Because she’d been worrying about it all night but had not allowed herself to mention it, Grace now said what was in her mind. “Maybe we have sharks around us. Maybe that’s it. Probably got it to keep sharks away, don’t you think, Sandman?”

Then all three watched, weary beyond shock, as the albino snugged the rifle against his cheek and shoulder, then swung the barrel seaward, taking aim at Michael Sandford.

14

We were dropping down, down through the diatom gloom of the Gulf of Mexico—Amelia, Tomlinson, and me—descending onto the wreck of the Baja California, when the shark materialized. A tiger shark, probably ten, maybe eleven, feet long.

The short, pointed snout of a tiger is distinctive. So are the requiem shark’s unusual recurved teeth if you are lucky enough—or unlucky enough—to get close enough to see them.

Tiger sharks are a tropical species, and the young have characteristic bars on their backs and upper sides, thus the name. The mature animals, though, lose the camouflage decoratives because they are not needed. A fully grown tiger shark has few enemies in the sea.

This one was a mature female, probably weighed close to a thousand pounds: a half-ton illustration of adaptation and natural selection in battleship colors, gray on bronze.

Amelia was above me; Tomlinson was above her, his long blond hair, normally scraggly, now undulating like seaweed in the current. We all stopped, holding on to the anchored descent line we’d dropped upon arrival. Our heads turned as one as we watched the shark cruise by.

I did a quick survey of facial expressions. Through his face mask, Tomlinson’s eyes were childlike: He was delighted to see the big tiger. Amelia appeared worried, but she relaxed noticeably when I put thumb and index finger together and signaled, telling her everything was okay, nothing to worry about.

With the exception of certain specifics of physiology concerning the bull shark, Carcharhinus leucas, I don’t consider myself a shark expert. I know too many real experts to indulge in that pretense. I am, however, a great admirer of these extraordinary animals.

I have dived with great white sharks off South Africa and Tasmania and with bulls and tigers and hammerheads all around the world. One thing I have noticed is that the really big sharks always appear in the same surprising way.

This large female tiger was no different. At first, on some primary level of perception, I was aware of motion in the distance where there had been no movement before. Then I noticed two unexpected black vacancies in the green murk, strange voids not instantly identified by my brain. The voids were horizontal, consistently spaced, swinging slowly back and forth, growing larger, vectoring.

Strange. What trick of light was this?

Then the black holes were skewered by a conical nose, beneath which was a grinning apparition. It was a fixed, fanatical grin, as meaningless as the grill of a car, yet it lent an impression of all that is mindless and unsympathetic and inevitable. A million years of energy were distilled right there in front of me: wind, water, light, current.

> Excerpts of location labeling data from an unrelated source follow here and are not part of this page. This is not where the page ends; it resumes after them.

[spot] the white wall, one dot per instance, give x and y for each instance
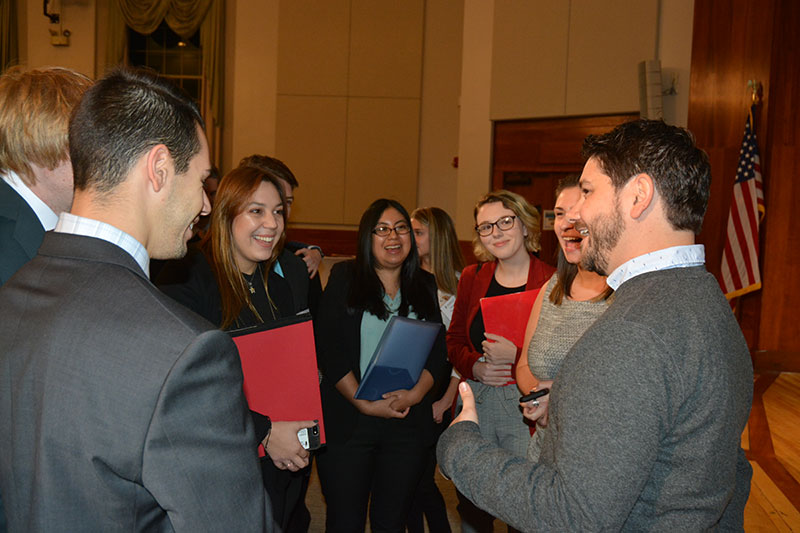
(475, 128)
(78, 17)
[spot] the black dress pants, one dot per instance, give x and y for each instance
(379, 467)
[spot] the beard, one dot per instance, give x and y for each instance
(604, 234)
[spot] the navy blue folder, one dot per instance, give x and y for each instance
(399, 358)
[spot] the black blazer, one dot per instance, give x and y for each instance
(21, 233)
(338, 339)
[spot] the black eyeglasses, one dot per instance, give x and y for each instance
(502, 223)
(384, 231)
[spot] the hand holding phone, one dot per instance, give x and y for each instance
(533, 395)
(309, 437)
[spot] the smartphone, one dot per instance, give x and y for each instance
(533, 395)
(309, 437)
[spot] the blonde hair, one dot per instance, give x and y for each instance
(235, 190)
(35, 106)
(526, 214)
(445, 253)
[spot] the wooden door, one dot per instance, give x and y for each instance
(530, 156)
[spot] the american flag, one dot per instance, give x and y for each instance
(740, 273)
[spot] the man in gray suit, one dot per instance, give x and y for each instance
(119, 409)
(35, 172)
(648, 408)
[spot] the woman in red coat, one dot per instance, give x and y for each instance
(507, 234)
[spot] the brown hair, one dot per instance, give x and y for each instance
(235, 190)
(446, 257)
(35, 106)
(527, 215)
(566, 271)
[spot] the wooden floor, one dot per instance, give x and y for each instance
(771, 440)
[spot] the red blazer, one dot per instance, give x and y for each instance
(472, 286)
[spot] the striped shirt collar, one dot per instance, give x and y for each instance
(674, 257)
(77, 225)
(47, 217)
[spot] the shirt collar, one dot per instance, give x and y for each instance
(46, 216)
(77, 225)
(674, 257)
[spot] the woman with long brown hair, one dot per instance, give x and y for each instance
(239, 278)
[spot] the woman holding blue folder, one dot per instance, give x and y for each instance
(376, 450)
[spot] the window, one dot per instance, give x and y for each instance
(174, 58)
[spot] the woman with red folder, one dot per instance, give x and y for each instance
(239, 278)
(506, 235)
(376, 450)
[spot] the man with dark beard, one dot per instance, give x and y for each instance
(648, 408)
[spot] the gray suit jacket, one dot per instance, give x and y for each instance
(120, 410)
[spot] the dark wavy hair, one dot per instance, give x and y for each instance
(668, 154)
(366, 291)
(124, 115)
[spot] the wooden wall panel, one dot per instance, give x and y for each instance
(530, 156)
(735, 41)
(781, 243)
(732, 43)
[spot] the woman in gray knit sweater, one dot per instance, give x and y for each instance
(570, 302)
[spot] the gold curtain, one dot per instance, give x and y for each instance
(9, 39)
(184, 17)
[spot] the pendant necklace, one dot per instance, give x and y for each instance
(249, 279)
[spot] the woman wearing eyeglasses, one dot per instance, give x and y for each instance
(376, 450)
(506, 235)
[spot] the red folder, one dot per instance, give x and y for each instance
(508, 315)
(279, 363)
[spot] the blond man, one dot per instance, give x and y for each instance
(35, 169)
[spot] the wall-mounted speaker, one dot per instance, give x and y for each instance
(650, 91)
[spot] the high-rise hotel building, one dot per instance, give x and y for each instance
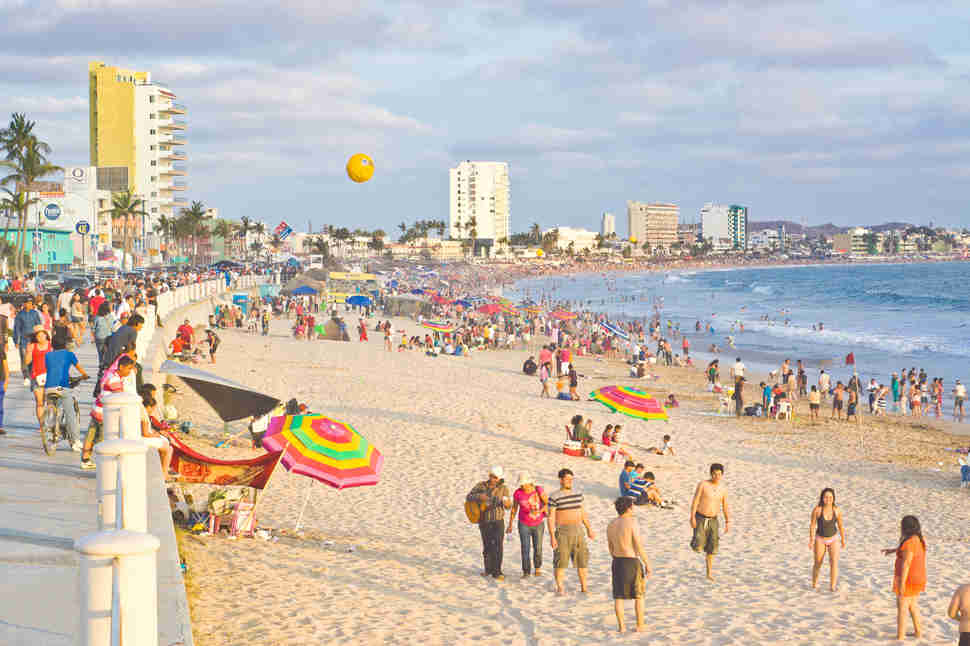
(479, 196)
(137, 124)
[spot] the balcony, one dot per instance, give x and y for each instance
(174, 108)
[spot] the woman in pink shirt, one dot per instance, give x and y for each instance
(531, 502)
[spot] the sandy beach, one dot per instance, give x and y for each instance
(441, 423)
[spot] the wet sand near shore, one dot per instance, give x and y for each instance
(413, 576)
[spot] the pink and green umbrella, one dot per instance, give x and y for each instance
(438, 327)
(324, 449)
(629, 401)
(563, 315)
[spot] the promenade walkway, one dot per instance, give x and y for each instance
(46, 502)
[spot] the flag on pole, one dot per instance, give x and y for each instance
(283, 230)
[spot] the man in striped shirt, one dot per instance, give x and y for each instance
(567, 517)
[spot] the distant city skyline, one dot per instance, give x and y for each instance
(802, 111)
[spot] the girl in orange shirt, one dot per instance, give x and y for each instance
(909, 578)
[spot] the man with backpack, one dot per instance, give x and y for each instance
(489, 500)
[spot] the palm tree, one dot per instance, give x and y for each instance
(166, 227)
(14, 203)
(28, 163)
(226, 230)
(126, 208)
(196, 220)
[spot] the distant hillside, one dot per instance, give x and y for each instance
(827, 230)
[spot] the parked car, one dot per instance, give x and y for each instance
(50, 281)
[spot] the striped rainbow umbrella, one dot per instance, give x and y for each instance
(438, 327)
(563, 315)
(629, 401)
(324, 449)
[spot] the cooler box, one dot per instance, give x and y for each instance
(242, 302)
(572, 448)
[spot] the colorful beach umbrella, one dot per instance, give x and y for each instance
(358, 299)
(629, 401)
(324, 449)
(438, 327)
(611, 328)
(563, 315)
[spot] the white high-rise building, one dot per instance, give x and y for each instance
(714, 226)
(608, 225)
(725, 227)
(479, 202)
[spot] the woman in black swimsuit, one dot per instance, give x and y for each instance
(826, 534)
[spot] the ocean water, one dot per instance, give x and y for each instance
(890, 316)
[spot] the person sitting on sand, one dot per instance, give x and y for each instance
(530, 366)
(666, 449)
(561, 389)
(646, 485)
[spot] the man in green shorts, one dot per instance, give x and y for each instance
(566, 520)
(710, 497)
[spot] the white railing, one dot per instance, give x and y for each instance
(118, 564)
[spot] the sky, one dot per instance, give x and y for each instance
(811, 111)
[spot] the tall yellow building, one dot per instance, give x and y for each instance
(137, 124)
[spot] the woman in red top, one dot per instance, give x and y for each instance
(34, 356)
(909, 578)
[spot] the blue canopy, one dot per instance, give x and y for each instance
(357, 299)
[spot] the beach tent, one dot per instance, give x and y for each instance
(231, 401)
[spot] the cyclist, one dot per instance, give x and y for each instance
(58, 362)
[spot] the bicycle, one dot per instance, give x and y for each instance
(53, 425)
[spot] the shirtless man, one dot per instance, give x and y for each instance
(566, 519)
(959, 610)
(709, 498)
(630, 564)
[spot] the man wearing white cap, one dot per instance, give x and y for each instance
(494, 498)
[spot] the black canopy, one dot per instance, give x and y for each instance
(230, 400)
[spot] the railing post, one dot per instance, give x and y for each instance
(122, 416)
(122, 485)
(118, 589)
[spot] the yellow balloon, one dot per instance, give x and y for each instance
(360, 168)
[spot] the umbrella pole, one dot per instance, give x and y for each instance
(306, 499)
(259, 497)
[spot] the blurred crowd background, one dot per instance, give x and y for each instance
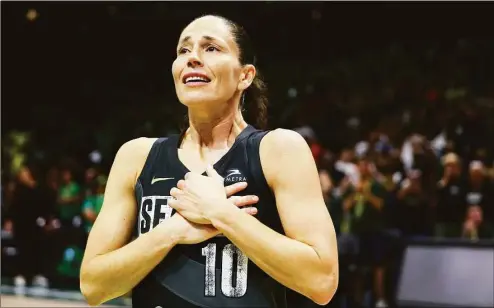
(395, 100)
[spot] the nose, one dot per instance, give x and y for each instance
(194, 60)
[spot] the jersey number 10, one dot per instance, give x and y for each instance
(228, 288)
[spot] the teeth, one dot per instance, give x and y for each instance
(195, 78)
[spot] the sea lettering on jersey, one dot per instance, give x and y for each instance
(153, 210)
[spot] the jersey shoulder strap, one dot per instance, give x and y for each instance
(152, 158)
(254, 157)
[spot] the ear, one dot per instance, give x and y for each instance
(246, 76)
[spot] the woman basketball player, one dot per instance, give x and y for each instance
(194, 246)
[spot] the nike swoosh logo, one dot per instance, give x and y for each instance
(154, 180)
(233, 172)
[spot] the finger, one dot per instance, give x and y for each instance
(181, 185)
(244, 200)
(235, 188)
(212, 173)
(250, 210)
(173, 203)
(175, 192)
(187, 175)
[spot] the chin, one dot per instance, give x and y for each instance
(195, 99)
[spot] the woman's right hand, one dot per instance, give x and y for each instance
(192, 233)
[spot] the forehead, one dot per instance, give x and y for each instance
(208, 26)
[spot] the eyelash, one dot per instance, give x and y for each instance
(184, 50)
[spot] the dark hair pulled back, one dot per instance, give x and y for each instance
(254, 99)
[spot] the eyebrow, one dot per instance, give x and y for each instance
(205, 37)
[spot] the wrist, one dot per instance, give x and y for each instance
(222, 213)
(169, 232)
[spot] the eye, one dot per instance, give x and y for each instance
(182, 50)
(211, 48)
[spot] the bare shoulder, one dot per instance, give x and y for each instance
(283, 150)
(285, 141)
(137, 148)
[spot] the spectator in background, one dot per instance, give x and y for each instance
(413, 203)
(474, 227)
(69, 200)
(93, 202)
(29, 211)
(451, 207)
(365, 205)
(479, 190)
(89, 180)
(346, 166)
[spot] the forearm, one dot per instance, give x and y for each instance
(113, 274)
(279, 256)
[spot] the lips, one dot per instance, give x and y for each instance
(190, 78)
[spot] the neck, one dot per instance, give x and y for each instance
(216, 128)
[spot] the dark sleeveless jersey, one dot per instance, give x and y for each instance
(214, 273)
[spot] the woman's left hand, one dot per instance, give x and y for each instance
(197, 198)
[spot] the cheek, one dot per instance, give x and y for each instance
(176, 69)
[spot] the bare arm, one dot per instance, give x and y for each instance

The huge tiger glided toward us, then banked slightly, black eyes passing us without interest or expression. The impression given by her indifference was probably accurate: The animal knew all there was to know about us, and there was nothing to be known. We were meaningless; we were irrelevant because we were not prey. We were a gathering of protoplasm, healthy seals or fish or manatee. Perhaps something would occur to change that. We might be wounded, show distress, or the shark’s own precise feeding instincts would reclassify us because of hunger.

It was an indifferent process. A biologist from Sanibel? An unreformed hipster who lived on a sailboat, who believed in God, who crossed his 7s, read his horoscope, and was a devotee of reincarnation?

Such things did not exist. Water, light, tide: all else was delusion. We were wind in the void. We were matter without purpose. It made no difference who we were, what we had accomplished, who we loved. Our fast hearts had a silly, finite number of beats remaining. There was always other prey.